If you’re considering a full time CPO-only PM, meaning a PM dedicated to only CPO level functions and not other earlier level functions, then your company is likely experiencing rocketship growth. You’re looking to bolster your moat with product bets while designing an organization that will sustain your growth.
Your CPO will help set and reinforce that culture for your product organization. You might be courting very lucrative and strategic enterprise accounts beyond a basic customer relationship. These can require roadmap commitments and multi-year contracts. Your CPO needs to flank your VP Sales on customer visits to tell the product story, close the deals and make sure you can deliver without compromising your product strength in your market.
Partnerships from outside the company become important, and your CPO needs to bring these opportunities to the table alongside your CEO and CFO. Your CPO will take your BHAG moonshot and lay out the 5 year plan to it, identifying key product holes that you must fill with product bets or M&A opportunities before getting to the moon.

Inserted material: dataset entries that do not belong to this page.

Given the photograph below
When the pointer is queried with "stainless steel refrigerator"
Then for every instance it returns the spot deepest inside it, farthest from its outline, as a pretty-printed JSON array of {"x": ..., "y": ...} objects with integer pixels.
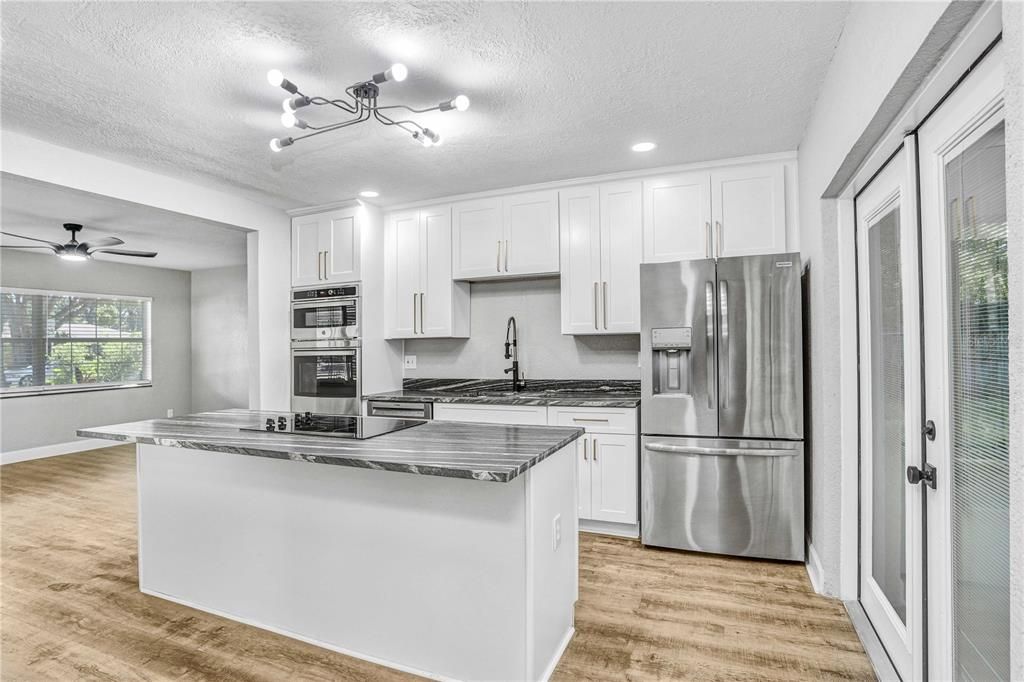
[{"x": 722, "y": 458}]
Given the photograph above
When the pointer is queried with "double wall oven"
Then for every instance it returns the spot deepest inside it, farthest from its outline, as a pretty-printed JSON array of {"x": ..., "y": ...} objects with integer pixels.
[{"x": 326, "y": 349}]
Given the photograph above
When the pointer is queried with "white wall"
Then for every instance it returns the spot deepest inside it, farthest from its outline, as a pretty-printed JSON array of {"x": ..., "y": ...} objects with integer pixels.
[
  {"x": 269, "y": 245},
  {"x": 878, "y": 43},
  {"x": 44, "y": 420},
  {"x": 544, "y": 351},
  {"x": 219, "y": 339}
]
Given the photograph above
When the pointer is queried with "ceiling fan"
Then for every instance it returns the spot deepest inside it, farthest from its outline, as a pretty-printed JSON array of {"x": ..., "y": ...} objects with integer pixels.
[{"x": 75, "y": 250}]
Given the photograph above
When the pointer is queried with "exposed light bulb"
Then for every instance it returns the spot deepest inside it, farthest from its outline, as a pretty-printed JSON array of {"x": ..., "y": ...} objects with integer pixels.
[
  {"x": 289, "y": 120},
  {"x": 276, "y": 79},
  {"x": 278, "y": 143}
]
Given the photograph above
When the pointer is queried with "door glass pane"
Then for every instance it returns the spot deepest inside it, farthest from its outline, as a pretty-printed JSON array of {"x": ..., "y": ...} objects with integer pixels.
[
  {"x": 888, "y": 445},
  {"x": 976, "y": 206}
]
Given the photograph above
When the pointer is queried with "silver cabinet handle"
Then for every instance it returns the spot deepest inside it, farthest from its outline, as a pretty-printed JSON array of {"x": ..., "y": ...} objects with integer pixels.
[
  {"x": 604, "y": 303},
  {"x": 721, "y": 452},
  {"x": 710, "y": 340},
  {"x": 724, "y": 303}
]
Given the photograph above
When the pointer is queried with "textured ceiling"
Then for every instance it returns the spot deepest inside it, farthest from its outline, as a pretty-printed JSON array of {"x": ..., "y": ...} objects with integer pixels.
[
  {"x": 182, "y": 243},
  {"x": 558, "y": 90}
]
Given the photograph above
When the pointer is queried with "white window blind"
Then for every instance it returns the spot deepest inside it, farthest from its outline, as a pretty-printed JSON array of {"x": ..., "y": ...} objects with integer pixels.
[{"x": 61, "y": 341}]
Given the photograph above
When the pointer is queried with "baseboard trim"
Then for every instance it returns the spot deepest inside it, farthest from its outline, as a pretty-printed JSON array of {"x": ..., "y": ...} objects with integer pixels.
[
  {"x": 55, "y": 450},
  {"x": 814, "y": 567},
  {"x": 608, "y": 528}
]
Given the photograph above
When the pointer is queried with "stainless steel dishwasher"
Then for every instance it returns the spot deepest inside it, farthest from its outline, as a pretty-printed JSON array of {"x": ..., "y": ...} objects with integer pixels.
[{"x": 403, "y": 410}]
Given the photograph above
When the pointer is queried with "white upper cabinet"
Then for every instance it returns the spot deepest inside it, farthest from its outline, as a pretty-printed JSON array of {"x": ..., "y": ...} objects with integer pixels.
[
  {"x": 502, "y": 237},
  {"x": 677, "y": 217},
  {"x": 728, "y": 211},
  {"x": 749, "y": 208},
  {"x": 530, "y": 233},
  {"x": 424, "y": 300},
  {"x": 326, "y": 248},
  {"x": 601, "y": 237}
]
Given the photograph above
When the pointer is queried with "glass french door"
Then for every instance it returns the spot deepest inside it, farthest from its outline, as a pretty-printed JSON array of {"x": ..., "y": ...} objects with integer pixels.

Finally, your CPO tells your powerful product story, for your board, for your customers, for your team, and helps you keep the funding or revenue flowing.
You might find yourself needing some of the functions of a CPO before you are in rocketship stage. Consider what you need specifically before making this hire. It is more economical and flexible to retain the services of a fractional CPO for certain needs.
For example, fundraising, assessing product bets, winning key enterprise accounts, designing the organization for growth, and product vision facilitation are often better accomplished with a well-networked part time CPO who has an outside perspective. On the other hand, ongoing board relations, carrying the product vision and building culture are better handled with a full time dedicated hire.
The luckiest scenario would be finding a PM with Level 3 capabilities who can stretch to Level 4. Then you can backfill specific needs with a fractional CPO until you’re ready to expand. The appointment of a CPO indicates readiness for more sophisticated strategic planning and execution. And ultimately the founder and board would have to determine the right timing based on the circumstance. Good luck out there!